Selama di perjalanan Eric terus saja menggenggam tangan Debby seolah memberikan kekuatan karena ia bisa merasakan kegelisahan yang Debby rasakan.


“Percayalah semua akan baik-baik saja. Kau aman bersama ku,” ucap Eric dengan begitu lembut nya pada Debby yang kini seolah berhasil membuat detak jantung Debby berpacu dengan kecepatan tak seperti biasanya.


“Tidak, ada yang aneh dengan ku,” rutuk Debby dalam hatinya. Karena jelas ia tak bisa mengatakannya secara langsung pada Eric.


“Tidak,” ucap Debby berusaha untuk menyembunyikannya dari Eric yang hanya bisa menganggukkan kepalanya karena ia tak bisa untuk memaksa Debby untuk mengatakannya jika Debby tak ingin.


Hingga tak lama mereka akhirnya sampai di sebuah gedung yang digunakan sebagai tempat acara pernikahan itu. Di depan sudah banyak wartawan yang bersiap dengan kamera nya, mencari objek terbaik dan berita heboh yang akan dikeluarkan untuk membuat portal berita mereka memiliki banyak pengunjung.


“Percaya lah pada ku,” ucap Eric meyalinkan Debby saat tangan gadis itu semakin berkeringat saat mereka sudah sampai di depan gedung.


Debb menoleh ke arah Eric dengan tatapan lembutnya yang dibalas dengan tatapan tak kalah lembut oleh Eric. Senyuman laki-laki itu mengembang berusaha untuk menenangkan Debby. Debby menarik nafasnya dalam sebelum akhirnya menjawabnya dengan anggukan.

__ADS_1


Setelahnya mereka segera keluar dari dalam mobil Eric. Debby menggandeng tangan Eric memasuki gedung tersebut. Namun baru saja mereka keluar dari mobil. Banyak kamera yang langsung mengarah pada mereka mengingat Eric memang adalah pengusaha yang begitu terkenal dan pengusaha terkaya yang begitu berpengaruh.


“Tuan apakah kalian tinggal bersama? Mengapa kalian bisa datang bersama?
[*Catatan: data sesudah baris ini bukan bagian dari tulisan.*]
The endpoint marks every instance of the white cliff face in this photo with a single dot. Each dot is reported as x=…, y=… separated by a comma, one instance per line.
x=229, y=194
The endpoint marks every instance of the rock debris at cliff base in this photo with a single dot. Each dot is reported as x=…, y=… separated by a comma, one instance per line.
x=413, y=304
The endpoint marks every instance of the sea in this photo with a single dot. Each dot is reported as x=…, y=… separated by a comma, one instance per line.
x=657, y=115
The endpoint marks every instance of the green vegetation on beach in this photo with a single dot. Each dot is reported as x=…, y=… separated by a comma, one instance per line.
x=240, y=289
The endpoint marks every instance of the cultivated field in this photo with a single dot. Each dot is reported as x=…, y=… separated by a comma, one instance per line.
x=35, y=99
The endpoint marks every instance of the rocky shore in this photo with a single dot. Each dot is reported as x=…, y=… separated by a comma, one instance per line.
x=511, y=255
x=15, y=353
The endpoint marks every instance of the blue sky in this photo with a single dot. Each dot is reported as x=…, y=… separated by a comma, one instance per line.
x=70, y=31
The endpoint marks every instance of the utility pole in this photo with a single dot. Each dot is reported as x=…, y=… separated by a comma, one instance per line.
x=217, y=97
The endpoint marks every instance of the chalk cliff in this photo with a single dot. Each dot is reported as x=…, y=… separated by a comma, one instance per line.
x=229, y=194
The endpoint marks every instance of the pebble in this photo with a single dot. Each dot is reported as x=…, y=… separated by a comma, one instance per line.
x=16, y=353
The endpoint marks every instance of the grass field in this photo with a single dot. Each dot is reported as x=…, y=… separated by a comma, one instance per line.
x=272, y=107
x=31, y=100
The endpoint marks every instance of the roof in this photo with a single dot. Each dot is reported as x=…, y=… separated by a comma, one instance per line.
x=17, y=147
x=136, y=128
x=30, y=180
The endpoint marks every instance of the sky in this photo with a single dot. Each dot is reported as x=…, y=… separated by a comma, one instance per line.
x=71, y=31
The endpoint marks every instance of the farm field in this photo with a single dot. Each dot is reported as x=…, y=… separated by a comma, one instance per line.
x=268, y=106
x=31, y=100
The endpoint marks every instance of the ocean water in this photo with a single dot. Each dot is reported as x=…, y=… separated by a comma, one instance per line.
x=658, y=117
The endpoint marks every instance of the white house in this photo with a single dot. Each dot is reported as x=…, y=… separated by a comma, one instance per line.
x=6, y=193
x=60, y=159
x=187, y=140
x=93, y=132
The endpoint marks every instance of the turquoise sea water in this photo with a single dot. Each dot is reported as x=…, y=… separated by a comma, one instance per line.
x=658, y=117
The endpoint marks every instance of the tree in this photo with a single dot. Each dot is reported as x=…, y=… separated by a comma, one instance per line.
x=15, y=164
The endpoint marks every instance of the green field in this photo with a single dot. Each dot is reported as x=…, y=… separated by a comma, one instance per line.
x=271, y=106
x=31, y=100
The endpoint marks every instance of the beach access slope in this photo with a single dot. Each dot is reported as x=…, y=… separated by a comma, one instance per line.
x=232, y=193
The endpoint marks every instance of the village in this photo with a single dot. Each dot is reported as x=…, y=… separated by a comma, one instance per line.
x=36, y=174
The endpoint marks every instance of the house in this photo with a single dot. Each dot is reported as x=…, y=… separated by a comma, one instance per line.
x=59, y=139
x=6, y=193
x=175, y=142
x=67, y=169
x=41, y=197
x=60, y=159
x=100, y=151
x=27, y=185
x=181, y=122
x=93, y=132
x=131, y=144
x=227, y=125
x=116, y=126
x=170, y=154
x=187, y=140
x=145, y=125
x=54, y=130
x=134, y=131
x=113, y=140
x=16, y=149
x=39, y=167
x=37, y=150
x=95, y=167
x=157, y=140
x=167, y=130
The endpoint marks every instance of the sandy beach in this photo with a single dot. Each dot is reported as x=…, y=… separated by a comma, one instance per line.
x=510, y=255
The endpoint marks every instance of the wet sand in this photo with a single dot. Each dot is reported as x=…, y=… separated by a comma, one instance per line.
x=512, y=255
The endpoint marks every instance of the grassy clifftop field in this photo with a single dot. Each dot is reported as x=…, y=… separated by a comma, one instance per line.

Bukankah ini acara pernikahan kakak Nona Deborah?” tanya wartawan pada mereka saat mereka kini berdiri di depan para wartawan untuk melakukan sesi foto.


“Ya, kami sudah tinggal bersama. Dan kami juga akan segera menikah. Bukankah itu tidak masalah jika tinggal bersama?” tanya Eric dengan seringainya yang membuat para wartawan saling berebut untuk membidik mereka dan membuat berita tentang apa yang Eric katakan.


“Tuan, kapan kalian akan menikah?” tanya wartawan lainnya pada Eric.


“Bulan ini dan dalam waktu dekat. Kami sedang mempersiapkannya,” ucap Eric dengan senyumannya lalu mencium Debby yang langsung membuat para wartawan berebut untuk menangkap pemandangan di depannya itu.


Setelahnya Eric segera mengajak Debby untuk masuk ke dalam tempat Acara masih dengan Deby yang kini tak bisa untuk mengontrol detak jantung nya sendiri karena apa yang baru saja Eric lakukan padanya.


Rasanya kini wajahnya sudah memerah dan memanas karena Eric yang malah menciumnya di depan umum. Ia rasanya begitu malu namun entah mengapa senyumannya malah mengembang seolah ia senang atas apa yang Eric lakukan.


“Tidak. Apa yang terjadi pada ku?” tanya Debby pada dirinya sendiri sambil menggelengkan kepalanya.


Eric yang berada di samping Debby bahkan bisa mendengarnya. Atau memang indra pendengaran lucifer itu yang tajam karena Debby pun sudah mengatakannya begitu pelan. Eric yang mendengarnya hanya tersenyum senang karena Debby yang kini seolah sudah menyukainya.


‘Kau baik-baik saja?” tanya Eric yang kini lebih seperti sedang menggoda Debby. Debby segera menoleh ke arah Eric dengan tatapan kesalnya yang malah membuat Eric tersebut melihatnya.


“Kau sangat menyebalkan Eric,” kesal Debby yang lebih memilih untuk pergi dari sana meninggal Eric yang kini malah terkekeh melihat tingkah Debby yang menurutnya begitu menggemaskan itu.